How many Christians plaster “Black Lives Matter” across their social media pages not realizing that they’re supporting a group that wants to abolish the nuclear family? Or that the movement they’re identifying with justifies cop killings, prostitution, anti-Semitism, anarchy, and the suppression of speech and religion?
Too many people have been taken in by this whitewashed version of the BLM movement in the aftermath of George Floyd’s death, not realizing the dangerous agenda lurking beneath. That’s a mistake, the Family Research Council’s Ken Blackwell argued on “Washington Watch.”
“This is about the left advancing a strategy to fundamentally change our country. And to effect this change, they first want to destroy it. They want to make sure that there is no positive interpretation of our historical narrative that includes anything that makes us uniquely American.”
There are a lot of good people in this country who think by embracing this cause and repeating its mantra that they’re somehow ascribing value to the lives of African Americans. Far from it.
“Black lives don’t matter to Black Lives Matter,” Blackwell insists. “It cares about promoting a toxic ideology.” And the church—and more broadly, the nation—need to wake up to that reality. This is a crusade so menacing, Dan McLaughlin points out, that even Democratic leaders “warned their own party privately in 2015 against associating with the group.”
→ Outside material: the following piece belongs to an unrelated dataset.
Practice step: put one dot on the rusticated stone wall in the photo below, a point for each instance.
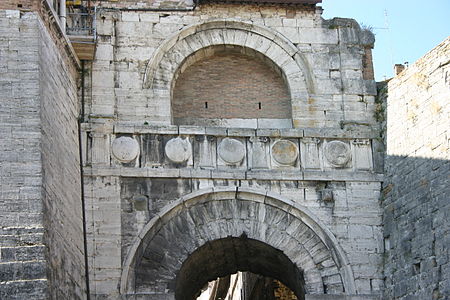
(22, 249)
(417, 187)
(157, 191)
(41, 240)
Of course, Americans are terrified that if they don’t embrace Black Lives Matter, they’ll be labeled as bigots and racists. The extremists are counting on that fear to give them cover as they march, unchallenged, through our cities.
But if Christians and other citizens care about this great nation, they need to take a page out of Coonrod’s book and find their voice. Because if we actually follow this revolution to its conclusion, Mike Gonzalez and Andrew Olivastro warn, black lives—and all lives—would be harmed. “Theirs is a blueprint for misery, not justice. It must be rejected.”